Raccolta dell’umido rovinata dai sacchetti: il 43% non è compostabile
17/10/2017 di Alice Bellincioni
C’è una buona notizia: gli italiani sono sempre più attenti alla raccolta dell’umido. Peccato che a rovinarla siano spesso le buste utilizzate: il 43% non sarebbero compostabili, secondo il Consorzio italiano compositori (Cic). In gran parte è colpa dei cittadini, che trascurano l’obbligo di raccolta con sacchetti biodegradabili, ma una parte delle impurità deriva anche da quelle buste spacciate per compostabili e che in realtà non lo sono del tutto.
I dati sono stati presentati durante il convegno “Biowaste: ricerche e monitoraggi per favorire la qualità della raccolta differenziata dell’umido e della plastica”, organizzato a Milano presso la Fondazione Cariplo da Assobioplastiche, Corepla, Conai e Cic. Al di là del problema delle buste scorrette, il quadro è positivo: nel 2016 – riferisce l’AdnKronos – sono state prodotte 47.800 tonnellate di imballaggi in plastica compostabile, con un trend di crescita del 59% rispetto al 2013.

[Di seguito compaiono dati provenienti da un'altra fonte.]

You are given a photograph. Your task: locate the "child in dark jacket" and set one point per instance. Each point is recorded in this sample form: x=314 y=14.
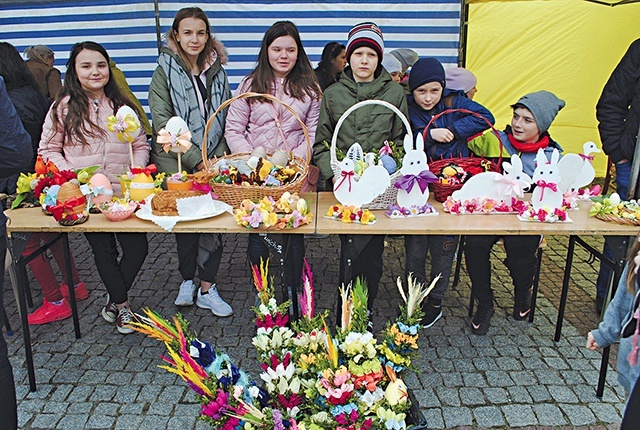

RACCOLTA DELL’UMIDO ROVINATA DAI SACCHETTI: IL 43% NON COMPOSTABILE
«La purezza media dell’umido raccolto nelle nostre città – si legge nello studio del Consorzio Italiano Compostatori – è superiore al 95%. La parte restante è costituita da materiali non compostabili, di cui oltre il 60% da plastica». La plastica rappresenta quindi il 3% circa dell’umido totale raccolto, a causa proprio dell’utilizzo dei sacchetti sbagliati. Lo studio del Cic ha permesso di quantificare la plastica e la bioplastica che transitano nel settore del compostaggio: negli impianti dedicati alla produzione del compost arrivano circa 31.000 tonnellate di bioplastica, che vengono trasformate direttamente in compost, e circa 73.500 tonnellate di plastica, che devono prima essere lavorate per separare ed estrarre i materiali con cui si può produrre compost di qualità. «Oltre a costituire un costo per gli impianti – aggiunge Alessandro Canovai, presidente Cic – questi polimeri fossili generano un effetto di trascinamento e per toglierli servono tecnologie complesse».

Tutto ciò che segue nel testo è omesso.